No, it is not dumb. Is it slightly risky? Sure. But so is getting in a car and driving somewhere. Should Trevor Lawrence walk everywhere from now on? Because there's risk in that, too. Lawrence is a 19-year-old college kid playing basketball. I don't see why we need to play the role of helicopter parents for kids that aren't ours. He's not free-climbing Yosemite's El Capitan. He's playing basketball with some other college kids. Dabo Swinney's response to this was the perfect response.

Essentially, who cares?

Since college football offenses are the ones that change the most, do you see the change being cyclical and ending up back under center with multiple fullbacks or do you think the shotgun spread is going to keep expanding year after year? What's the next step for the spread offense? -- @benznasty13

I do think it's cyclical, and in football, everything old becomes new again at some point. I don't know how drastic the change will be, but I doubt it'll involve multiple fullbacks. The thing about "the spread offense" is that a "spread offense" doesn't really mean anything anymore. It's become a catch-all phrase to describe all sorts of different offenses.
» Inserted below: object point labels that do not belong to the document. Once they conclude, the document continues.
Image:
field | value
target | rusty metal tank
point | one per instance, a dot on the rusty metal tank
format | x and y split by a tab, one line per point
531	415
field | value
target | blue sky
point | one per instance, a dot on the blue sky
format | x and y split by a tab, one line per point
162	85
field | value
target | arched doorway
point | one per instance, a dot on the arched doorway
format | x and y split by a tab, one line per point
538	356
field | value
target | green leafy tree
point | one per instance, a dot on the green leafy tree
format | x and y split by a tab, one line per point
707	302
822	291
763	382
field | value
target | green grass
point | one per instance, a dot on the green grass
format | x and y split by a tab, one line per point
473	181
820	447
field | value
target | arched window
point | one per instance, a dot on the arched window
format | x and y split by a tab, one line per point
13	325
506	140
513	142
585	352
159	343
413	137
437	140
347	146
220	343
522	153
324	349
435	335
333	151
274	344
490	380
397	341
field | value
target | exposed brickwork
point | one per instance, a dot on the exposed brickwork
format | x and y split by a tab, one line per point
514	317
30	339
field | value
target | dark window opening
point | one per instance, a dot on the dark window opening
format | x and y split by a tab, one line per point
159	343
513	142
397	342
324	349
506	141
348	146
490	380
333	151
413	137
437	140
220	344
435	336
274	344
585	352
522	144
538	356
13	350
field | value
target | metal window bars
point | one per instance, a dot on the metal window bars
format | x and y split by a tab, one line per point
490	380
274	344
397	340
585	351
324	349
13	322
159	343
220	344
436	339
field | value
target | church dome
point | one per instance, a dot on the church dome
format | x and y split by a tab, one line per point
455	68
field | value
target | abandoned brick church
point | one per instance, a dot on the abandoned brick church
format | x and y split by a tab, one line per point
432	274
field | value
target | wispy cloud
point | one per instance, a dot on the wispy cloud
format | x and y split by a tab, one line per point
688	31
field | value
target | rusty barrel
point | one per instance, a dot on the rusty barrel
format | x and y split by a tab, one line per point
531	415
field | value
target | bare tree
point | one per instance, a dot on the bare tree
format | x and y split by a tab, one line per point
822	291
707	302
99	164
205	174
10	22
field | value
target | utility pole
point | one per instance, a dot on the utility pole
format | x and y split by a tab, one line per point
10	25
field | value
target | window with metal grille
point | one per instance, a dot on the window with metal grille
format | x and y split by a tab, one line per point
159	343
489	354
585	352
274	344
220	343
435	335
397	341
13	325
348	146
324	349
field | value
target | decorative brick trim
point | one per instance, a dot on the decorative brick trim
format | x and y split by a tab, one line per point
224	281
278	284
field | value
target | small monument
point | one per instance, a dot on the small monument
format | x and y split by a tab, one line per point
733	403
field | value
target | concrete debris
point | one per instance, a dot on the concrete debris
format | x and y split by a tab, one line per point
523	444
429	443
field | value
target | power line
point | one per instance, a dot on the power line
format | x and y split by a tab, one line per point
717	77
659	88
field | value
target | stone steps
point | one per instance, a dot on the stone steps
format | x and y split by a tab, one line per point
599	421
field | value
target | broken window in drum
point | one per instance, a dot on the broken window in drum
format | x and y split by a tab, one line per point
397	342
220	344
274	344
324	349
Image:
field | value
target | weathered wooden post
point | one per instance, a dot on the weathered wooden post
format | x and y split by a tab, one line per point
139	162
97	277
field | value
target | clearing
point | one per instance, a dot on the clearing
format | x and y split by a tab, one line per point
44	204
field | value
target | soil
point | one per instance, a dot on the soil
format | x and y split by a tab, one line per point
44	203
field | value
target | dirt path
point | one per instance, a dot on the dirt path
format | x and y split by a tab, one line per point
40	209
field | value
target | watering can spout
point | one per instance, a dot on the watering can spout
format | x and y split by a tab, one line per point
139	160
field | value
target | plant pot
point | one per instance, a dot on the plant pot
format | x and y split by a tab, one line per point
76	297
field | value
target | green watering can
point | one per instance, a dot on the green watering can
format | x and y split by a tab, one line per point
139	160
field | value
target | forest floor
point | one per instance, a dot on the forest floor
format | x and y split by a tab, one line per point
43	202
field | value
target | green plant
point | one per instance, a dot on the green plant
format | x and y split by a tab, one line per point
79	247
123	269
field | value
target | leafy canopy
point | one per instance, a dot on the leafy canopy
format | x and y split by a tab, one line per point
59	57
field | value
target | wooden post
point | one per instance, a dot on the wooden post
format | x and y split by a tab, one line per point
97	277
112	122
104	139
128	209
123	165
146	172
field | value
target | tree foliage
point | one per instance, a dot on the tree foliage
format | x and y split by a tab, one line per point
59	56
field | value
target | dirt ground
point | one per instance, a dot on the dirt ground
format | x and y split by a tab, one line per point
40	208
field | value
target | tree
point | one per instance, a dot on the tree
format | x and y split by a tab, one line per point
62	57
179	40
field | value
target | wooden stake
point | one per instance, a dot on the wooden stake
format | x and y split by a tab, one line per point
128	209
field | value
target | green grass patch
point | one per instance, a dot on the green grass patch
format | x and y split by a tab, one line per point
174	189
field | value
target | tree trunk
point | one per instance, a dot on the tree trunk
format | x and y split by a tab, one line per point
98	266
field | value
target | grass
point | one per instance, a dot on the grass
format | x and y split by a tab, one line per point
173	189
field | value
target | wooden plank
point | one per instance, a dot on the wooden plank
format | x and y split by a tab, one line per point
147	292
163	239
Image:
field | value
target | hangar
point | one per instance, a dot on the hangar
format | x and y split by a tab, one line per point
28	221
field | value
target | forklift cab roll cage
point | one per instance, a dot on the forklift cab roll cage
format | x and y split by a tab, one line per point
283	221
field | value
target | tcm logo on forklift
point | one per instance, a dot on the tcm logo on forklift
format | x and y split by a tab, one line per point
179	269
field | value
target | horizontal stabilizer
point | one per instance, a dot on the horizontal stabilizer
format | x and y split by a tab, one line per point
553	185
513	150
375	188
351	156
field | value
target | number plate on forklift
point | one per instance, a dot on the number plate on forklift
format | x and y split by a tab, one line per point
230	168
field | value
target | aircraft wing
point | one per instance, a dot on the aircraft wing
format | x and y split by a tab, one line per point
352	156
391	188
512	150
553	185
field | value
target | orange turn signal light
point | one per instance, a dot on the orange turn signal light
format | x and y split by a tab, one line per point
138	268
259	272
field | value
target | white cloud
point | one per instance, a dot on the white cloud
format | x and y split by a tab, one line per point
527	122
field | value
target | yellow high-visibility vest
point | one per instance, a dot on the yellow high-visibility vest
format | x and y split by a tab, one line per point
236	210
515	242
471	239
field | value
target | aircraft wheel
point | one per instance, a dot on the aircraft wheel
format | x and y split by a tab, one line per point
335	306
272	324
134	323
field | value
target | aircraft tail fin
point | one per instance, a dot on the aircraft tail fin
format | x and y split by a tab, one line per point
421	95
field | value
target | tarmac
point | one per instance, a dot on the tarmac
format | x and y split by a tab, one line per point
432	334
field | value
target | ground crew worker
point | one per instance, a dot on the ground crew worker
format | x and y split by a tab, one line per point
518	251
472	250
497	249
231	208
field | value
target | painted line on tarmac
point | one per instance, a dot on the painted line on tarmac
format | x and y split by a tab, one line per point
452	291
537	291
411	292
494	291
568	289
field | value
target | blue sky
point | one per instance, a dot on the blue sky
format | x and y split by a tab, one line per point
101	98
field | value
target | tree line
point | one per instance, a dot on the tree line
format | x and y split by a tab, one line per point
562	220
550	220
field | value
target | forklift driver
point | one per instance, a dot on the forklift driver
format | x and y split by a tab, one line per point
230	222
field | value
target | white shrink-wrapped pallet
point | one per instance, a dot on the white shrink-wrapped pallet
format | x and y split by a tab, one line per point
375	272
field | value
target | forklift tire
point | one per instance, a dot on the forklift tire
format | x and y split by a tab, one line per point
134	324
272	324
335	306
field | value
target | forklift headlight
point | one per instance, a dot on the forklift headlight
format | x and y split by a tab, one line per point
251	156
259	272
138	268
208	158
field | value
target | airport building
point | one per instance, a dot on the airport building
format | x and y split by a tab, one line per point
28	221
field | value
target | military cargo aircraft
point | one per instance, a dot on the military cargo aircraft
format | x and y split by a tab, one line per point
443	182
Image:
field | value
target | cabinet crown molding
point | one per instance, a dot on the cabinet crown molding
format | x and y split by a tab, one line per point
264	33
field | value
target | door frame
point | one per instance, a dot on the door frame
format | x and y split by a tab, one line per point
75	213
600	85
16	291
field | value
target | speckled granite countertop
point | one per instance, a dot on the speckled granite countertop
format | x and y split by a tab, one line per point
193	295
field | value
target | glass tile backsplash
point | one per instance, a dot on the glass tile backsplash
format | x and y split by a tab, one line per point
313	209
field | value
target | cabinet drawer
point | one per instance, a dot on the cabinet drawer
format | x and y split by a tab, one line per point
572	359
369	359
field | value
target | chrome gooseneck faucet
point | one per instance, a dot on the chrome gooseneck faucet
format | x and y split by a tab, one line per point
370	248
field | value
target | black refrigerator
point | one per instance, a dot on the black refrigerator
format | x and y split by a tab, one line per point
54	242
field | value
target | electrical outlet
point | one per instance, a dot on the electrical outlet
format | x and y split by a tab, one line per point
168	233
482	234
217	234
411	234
The Air Raid is a type of spread offense, yet so is the power running offense that Rich Rodriguez ran for so many years at West Virginia, Michigan and Arizona. Not all spreads are created equal, even if the general populace gives them the same moniker.

As for how things will change, I'm contrarian by nature, so my natural reaction would be to zig while everyone zags. The way defenses are being put together and designed have changed a lot to counteract the various types of spread offenses we see. We may reach the point where defenses aren't equipped to stop the ancient "three yards and a could of dust" style of offenses that used to be prevalent, and some coach could suddenly find himself having quite a bit of success playing that style. Much like coaches found themselves having success spreading defenses built to stop the battering ram offenses out.

Given the rules of the game, there are only so many things anybody can do on either offense or defense. Someone is ahead of the current curve usually by adopting something from the past and modernizing it, then others copy them, defenses follow suit, and the cycle begins anew after that.

Give me a scouting report of the fake recruit you'd create to catfish recruiting sites -- John Morris

For those of you who don't realize what this is about, a group of high schoolers decided to create a fake high school recruit. The recruit was named Blake Carringer, and he was a 6-foot-6, 315-pound offensive tackle from Grace Christian Academy in Knoxville, Tennessee. While Blake Carringer is a real person who plays football, he is a lot smaller than the Carringer that Blake and a couple of other classmates created. You can read the whole story here, but essentially, they created a Twitter account for this fictional player, tweeted out how they were receiving scholarship offers and got the recruiting site Rivals to create a page for this fictional player and rank him.

It was funny.

Anyway, if I were to create a fake recruit, I would do a lot of what those kids did, but with one fundamental change. I wouldn't use my real name, but I wouldn't want to use a cool name, either. You can't name your player Max Power or Equanimeous St. Brown. You have to create a name that would make the player as anonymous as possible. Give him a name that nobody will remember because then they won't suspect anything. So I'd name him Jason Jackson or something to that effect, and like those kids, I'd also make my recruit an offensive lineman. They're the most anonymous players on the field, and they also play the position that the fewest number of football fans understand the intricacies of. So it'll be easier to fool people. Half the battle would be making him big enough.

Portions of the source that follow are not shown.